Motion blur, when it’s not caused by slow LCD pixel transitions, is caused by “the persistence of an image on the retina, as our eyes track movement on-screen,” as Nvidia explains it. Prior improvements in display tech, like variable rate refresh, Ultra Low Motion Blur, and Variable Overdrive have helped with the hardware causes of this deficiency. The eyes and their object permanence, however, can only be addressed by strobing a monitor’s backlight.
You can’t just set that light blinking, however. Variable strobing frequencies causes flicker, and timing the strobe to the monitor refresh rate—itself also tied to the graphics card output—was tricky. Nvidia says it has solved that issue with its G-Sync Pulsar tech, employing “a novel algorithm” in “synergizing” its variable refresh smoothing and monitor pulsing. The result is that pixels are transitioned from one color to another at a rate that reduces motion blur and pixel ghosting.

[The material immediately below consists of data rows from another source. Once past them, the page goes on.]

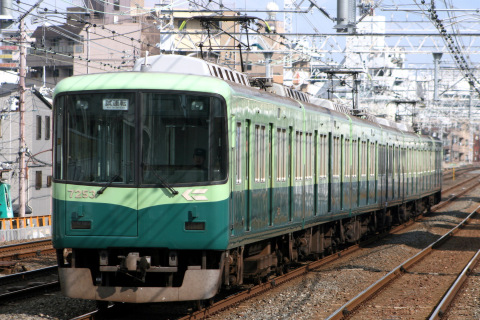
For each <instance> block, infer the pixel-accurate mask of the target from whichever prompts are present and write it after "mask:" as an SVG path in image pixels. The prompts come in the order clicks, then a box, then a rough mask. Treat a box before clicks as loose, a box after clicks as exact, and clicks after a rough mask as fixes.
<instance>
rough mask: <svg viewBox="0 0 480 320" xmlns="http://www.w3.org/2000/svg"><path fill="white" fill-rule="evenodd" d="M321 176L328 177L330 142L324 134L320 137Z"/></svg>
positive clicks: (320, 157)
mask: <svg viewBox="0 0 480 320" xmlns="http://www.w3.org/2000/svg"><path fill="white" fill-rule="evenodd" d="M319 154H320V155H319V157H320V176H321V177H326V176H327V163H328V162H327V159H328V140H327V136H326V135H324V134H322V135H321V136H320V152H319Z"/></svg>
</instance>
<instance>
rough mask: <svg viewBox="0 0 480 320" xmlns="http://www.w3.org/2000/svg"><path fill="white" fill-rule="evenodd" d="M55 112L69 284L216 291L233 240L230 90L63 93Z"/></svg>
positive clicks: (61, 249) (157, 295)
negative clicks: (70, 248) (221, 96)
mask: <svg viewBox="0 0 480 320" xmlns="http://www.w3.org/2000/svg"><path fill="white" fill-rule="evenodd" d="M54 113H55V134H56V140H55V141H56V143H55V146H54V149H55V150H54V152H55V155H54V157H55V168H54V172H55V173H54V175H55V180H54V181H55V186H54V226H53V228H54V232H53V234H54V237H53V240H54V246H55V247H56V248H57V255H58V257H59V258H58V260H59V266H60V268H59V274H60V280H61V285H62V290H63V292H64V293H65V294H66V295H67V296H70V297H76V298H85V299H94V300H104V301H126V302H140V303H141V302H160V301H177V300H201V299H208V298H210V297H212V296H213V295H214V294H215V293H216V292H217V290H218V288H219V285H220V283H221V264H222V261H223V252H224V250H225V249H226V247H227V244H228V232H227V230H228V229H227V228H228V227H227V226H228V214H226V212H228V184H227V183H226V182H227V168H228V159H227V125H226V104H225V100H224V99H223V98H222V97H221V96H219V95H215V94H207V93H194V92H181V91H180V92H177V91H166V92H162V91H140V90H131V91H121V92H120V91H100V92H99V91H96V92H76V93H75V92H73V93H68V92H66V93H59V94H57V96H56V99H55V106H54ZM64 248H69V249H70V248H71V249H72V253H71V254H69V255H65V253H64V250H63V249H64ZM139 288H141V290H139Z"/></svg>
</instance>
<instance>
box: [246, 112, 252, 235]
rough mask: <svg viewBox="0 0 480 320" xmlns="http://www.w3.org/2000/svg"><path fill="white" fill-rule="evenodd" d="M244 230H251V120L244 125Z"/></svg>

↫ Kevin Purdy for Ars Technica
Cool technology, of course, but also another attempt by Nvidia to put Nvidia-specific chips inside monitors to cash in on royalties and tie people to Nvidia GPUs. Their previous attempt – G-Sync – was eventually thwarted, but they’re clearly trying again.
Just when you thought flicker was gone for good when we switched to LCD displays…
Looks like its the modern day equivalent of monster cables: a way to extract money from people who have so much they hallucinate problems to justify their spendings.